Kendala lainnya, sepupu bilang durian yang ini enak. Kulitnya meyakinkan, aromanya wangi. Setelah dibuka dan diicip ternyata rasanya hambar. Pelanggan ngomel-ngomel, “Masa durian kayak gini? Aku sudah sering beli durian…” Ya sabar. Kami kan tidak bisa mengendalikan rasa durian.
Suatu hari, saat sedang BAB istri mendapat cahaya terang di atas kepalanya. Dia keluar dari kamar mandi dengan semangat penuh. “Papa, besok kita jualan di pesta ya!” Loh, gak bahaya tah?
Hari Sabtu akan ada pesta pernikahan kerabat marga Naibaho di Semarang. Umumnya orang Batak suka durian.
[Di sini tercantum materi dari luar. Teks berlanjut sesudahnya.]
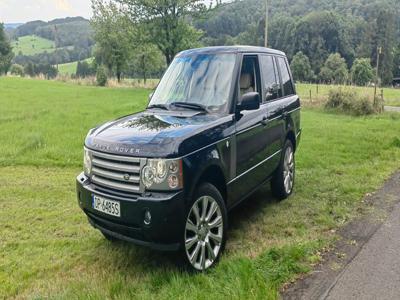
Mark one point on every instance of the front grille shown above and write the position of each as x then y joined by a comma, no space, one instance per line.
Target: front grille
116,172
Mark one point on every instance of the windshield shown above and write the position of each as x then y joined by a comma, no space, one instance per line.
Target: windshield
204,80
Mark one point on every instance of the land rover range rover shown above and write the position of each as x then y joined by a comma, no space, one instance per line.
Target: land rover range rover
222,122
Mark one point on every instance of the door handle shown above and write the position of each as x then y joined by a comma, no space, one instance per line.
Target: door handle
264,121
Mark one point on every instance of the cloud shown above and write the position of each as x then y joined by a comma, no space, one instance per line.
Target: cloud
63,5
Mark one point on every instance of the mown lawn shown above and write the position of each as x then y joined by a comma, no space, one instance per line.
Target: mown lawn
390,95
47,248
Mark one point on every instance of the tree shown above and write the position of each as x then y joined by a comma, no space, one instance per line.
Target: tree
112,32
362,72
165,23
301,68
385,38
101,76
319,34
334,69
147,60
6,54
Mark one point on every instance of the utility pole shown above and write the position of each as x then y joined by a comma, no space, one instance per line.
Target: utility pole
266,23
378,54
56,44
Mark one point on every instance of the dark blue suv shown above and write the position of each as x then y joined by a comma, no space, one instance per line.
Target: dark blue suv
222,122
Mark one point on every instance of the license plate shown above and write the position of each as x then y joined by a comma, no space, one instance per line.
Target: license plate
109,207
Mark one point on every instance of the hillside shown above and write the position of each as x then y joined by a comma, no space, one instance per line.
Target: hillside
36,41
31,45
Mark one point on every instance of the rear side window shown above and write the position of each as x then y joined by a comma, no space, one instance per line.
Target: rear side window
250,76
286,80
272,87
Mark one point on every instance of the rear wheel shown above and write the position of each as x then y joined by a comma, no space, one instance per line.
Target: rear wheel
283,182
205,228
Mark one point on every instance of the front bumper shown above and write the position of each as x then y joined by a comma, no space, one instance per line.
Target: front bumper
167,211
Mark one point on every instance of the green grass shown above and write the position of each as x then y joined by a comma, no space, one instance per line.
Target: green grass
70,68
32,44
48,249
391,95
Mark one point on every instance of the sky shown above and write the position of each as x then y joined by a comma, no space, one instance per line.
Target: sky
21,11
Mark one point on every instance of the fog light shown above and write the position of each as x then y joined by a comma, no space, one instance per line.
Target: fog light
147,217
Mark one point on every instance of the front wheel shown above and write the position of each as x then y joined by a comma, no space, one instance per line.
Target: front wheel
283,181
205,228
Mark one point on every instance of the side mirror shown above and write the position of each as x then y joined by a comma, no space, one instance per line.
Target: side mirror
249,101
150,96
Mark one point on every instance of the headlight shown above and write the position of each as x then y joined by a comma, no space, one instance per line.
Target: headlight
87,162
162,174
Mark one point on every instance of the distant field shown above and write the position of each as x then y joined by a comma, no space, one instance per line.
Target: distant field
32,44
391,95
48,249
70,68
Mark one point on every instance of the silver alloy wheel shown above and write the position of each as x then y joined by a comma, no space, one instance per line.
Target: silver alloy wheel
288,170
204,233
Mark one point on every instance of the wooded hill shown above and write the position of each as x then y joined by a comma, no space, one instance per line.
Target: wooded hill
352,28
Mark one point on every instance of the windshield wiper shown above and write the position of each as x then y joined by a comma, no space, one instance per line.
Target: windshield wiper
161,106
194,106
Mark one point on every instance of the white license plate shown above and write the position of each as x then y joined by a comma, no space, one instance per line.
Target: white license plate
106,206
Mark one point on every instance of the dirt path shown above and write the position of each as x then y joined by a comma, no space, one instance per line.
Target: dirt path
365,263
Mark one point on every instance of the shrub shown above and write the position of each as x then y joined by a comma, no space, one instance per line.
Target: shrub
17,70
101,76
351,102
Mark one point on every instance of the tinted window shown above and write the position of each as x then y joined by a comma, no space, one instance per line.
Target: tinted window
250,76
201,79
272,87
286,80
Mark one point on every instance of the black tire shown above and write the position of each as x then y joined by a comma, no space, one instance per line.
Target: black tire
280,189
209,235
109,237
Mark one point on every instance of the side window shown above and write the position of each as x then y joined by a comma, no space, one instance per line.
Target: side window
250,76
272,87
286,80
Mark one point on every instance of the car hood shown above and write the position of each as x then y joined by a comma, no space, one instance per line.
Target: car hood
155,133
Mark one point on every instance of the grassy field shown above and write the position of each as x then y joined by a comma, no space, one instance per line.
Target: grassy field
48,249
391,95
32,44
70,68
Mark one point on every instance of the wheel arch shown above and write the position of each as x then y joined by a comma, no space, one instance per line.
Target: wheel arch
291,137
214,175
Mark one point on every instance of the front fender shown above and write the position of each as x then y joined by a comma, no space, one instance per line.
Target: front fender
194,165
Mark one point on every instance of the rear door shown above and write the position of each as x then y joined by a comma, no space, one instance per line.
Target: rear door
250,141
272,110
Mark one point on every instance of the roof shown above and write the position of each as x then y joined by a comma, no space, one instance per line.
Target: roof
231,49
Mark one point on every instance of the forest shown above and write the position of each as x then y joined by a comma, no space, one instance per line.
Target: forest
334,41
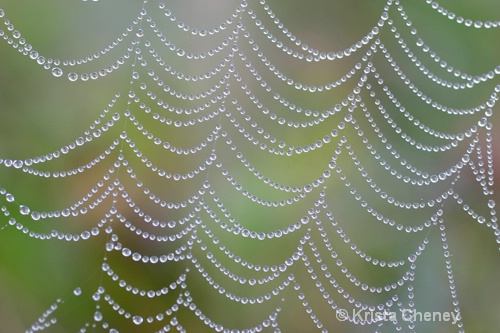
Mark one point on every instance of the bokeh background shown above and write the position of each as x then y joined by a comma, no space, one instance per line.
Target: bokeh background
40,113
Aku dan istri mengumpulkan durian dari Mbah dan tetangga di kampung. Adik ipar akan menyetir mobil untuk mengantar kami dan membawa durian. Sudah seperti tauke begitulah gayanya. Di kampung Sumatra, Adik ipar sudah biasa berjualan sayur panenan Bapak saat ada pesta pernikahan. Hampir selalu, dagangannya ludes.
Kini, di Jawa dalam kesempatan serupa, barang dagangannya durian. Sepanjang perjalanan dari Salatiga mobil kami dipenuhi parfum durian dari bagasi mobil. Istriku yang pecinta durian pun bisa pusing dibuatnya. Maka kaca mobil kami buka.